To determine the gross damages, this Court first added the orders for October 1992 through March 1993 per each general category. As the period of damages ended on April 13, 1993, the Court halved the orders for April 1993 and added them into the calculation. The Court then multiplied the October 1992 through April 1993 orders per each general category by the percentage of specific orders in each subcategory that Qua-lex determined to be within the Ancillary Agreement. Next, the Court multiplied that order by Qualex’s revenue per order determination. The result is $11,856.73 in lost
revenue for Monarch.
Finally, the Court subtracted 28.3 percent in.fixed costs from $11,856.73 to figure out Monarch’s net damage total of $8,501.28.
Therefore, this Court finds that Monarch is entitled to $8,501.28 in compensatory damages.
C. Prejudgment Interest
The awarding of prejudgment interest rests in the discretion of the district court.

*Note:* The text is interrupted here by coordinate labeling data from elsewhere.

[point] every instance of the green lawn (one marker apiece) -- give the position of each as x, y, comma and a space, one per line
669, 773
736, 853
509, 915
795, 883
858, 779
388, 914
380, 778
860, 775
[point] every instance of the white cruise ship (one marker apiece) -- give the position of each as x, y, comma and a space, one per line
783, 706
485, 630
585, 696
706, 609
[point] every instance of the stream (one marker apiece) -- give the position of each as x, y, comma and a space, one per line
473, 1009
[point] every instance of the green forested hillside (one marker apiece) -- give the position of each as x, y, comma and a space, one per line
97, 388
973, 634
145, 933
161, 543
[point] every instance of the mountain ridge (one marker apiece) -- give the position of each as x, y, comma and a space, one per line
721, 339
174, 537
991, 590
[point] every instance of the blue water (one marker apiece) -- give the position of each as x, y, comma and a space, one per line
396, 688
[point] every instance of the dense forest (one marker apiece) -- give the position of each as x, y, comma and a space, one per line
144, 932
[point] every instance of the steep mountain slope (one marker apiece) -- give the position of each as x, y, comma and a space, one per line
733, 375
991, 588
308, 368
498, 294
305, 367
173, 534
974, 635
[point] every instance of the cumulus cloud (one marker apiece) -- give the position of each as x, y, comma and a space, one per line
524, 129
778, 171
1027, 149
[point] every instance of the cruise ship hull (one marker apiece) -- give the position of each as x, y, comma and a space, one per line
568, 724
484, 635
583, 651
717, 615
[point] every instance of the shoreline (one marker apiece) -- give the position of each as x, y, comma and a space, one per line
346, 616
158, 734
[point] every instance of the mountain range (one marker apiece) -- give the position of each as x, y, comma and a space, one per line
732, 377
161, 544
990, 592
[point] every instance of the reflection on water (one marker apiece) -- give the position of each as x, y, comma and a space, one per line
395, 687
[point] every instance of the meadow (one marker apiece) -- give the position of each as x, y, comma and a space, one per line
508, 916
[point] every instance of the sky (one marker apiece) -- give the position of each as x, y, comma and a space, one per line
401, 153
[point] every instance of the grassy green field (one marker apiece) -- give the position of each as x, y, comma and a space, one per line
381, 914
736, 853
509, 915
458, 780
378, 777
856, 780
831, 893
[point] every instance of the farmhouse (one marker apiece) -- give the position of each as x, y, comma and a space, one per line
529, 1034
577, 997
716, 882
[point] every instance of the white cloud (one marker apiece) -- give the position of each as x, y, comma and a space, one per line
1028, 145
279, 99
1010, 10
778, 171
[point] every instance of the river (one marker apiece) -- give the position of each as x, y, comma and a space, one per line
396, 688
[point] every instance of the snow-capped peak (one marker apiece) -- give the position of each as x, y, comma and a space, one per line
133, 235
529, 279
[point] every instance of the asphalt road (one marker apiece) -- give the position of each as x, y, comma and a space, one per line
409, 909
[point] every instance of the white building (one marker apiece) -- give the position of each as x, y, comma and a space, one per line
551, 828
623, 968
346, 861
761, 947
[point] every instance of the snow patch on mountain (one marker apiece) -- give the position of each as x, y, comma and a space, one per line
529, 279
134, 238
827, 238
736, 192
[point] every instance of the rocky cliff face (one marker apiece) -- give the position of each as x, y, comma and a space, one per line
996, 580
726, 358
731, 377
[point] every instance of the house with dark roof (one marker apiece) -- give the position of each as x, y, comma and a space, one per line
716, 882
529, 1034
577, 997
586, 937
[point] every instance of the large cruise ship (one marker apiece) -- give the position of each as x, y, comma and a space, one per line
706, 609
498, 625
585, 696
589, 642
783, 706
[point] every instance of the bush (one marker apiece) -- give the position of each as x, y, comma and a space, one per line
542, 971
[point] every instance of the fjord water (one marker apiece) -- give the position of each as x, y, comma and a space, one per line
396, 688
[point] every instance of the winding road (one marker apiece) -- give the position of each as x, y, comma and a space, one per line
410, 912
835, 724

Cargill, Inc. v. Taylor Towing Service, Inc.,
642 F.2d 239, 241 (8th Cir.1981). The purpose of prejudgment interest is to make sure that the damages received by the wronged party are adequate to compensate that party for its economic losses.
See Weber v. Logan County Home for the Aged,
623 F.Supp. 711, 715 (D.N.D.1985),
aff'd,
804 F.2d 1058 (8th Cir.1986). The North Dakota Supreme Court has held that prejudgment interest is proper in a breach of contract case.
Troutman v. Pierce, Inc.,
402 N.W.2d 920, 924 (N.D.1987). The applicable rate in the matter before this court is six percent per annum.
N.D.C.C.
47-14-05;
Bismarck Realty Co. v. Folden,
354 N.W.2d 636, 641-42 (N.D.1984).
This Court finds that prejudgment interest is appropriate in the ease at bar. Interest will be computed from October 2, 1992, the date Qualex elected to continue performance of the Ancillary Agreement despite Monarch’s breach. Therefore, Monarch is entitled to prejudgment interest in the amount of $1877.01.
D. Attorney’s Fees
While Monarch would be entitled to attorney’s fees if it had not also been at fault, that is not the ease before the Court. Qualex did not breach the Ancillary Agreement, but merely elected to continue performance after Monarch’s breach of the Agreement. If Monarch was to receive attorney’s fees in this matter, it would be receiving an added bonus from having breached a contract. Therefore, as Monarch initially breached the Ancillary Agreement, it is not entitled to attorney’s fees.
IV. Conclusion
The Plaintiff, Monarch Photo, is entitled to compensatory damages of $8501.28 and pre
judgment interest of $1877.01. THEREFORE IT IS ORDERED that judgment be entered in favor of the Plaintiff, Monarch Photo, in the amount of $10,378.29.
LET THE JUDGMENT BE ENTERED ACCORDINGLY.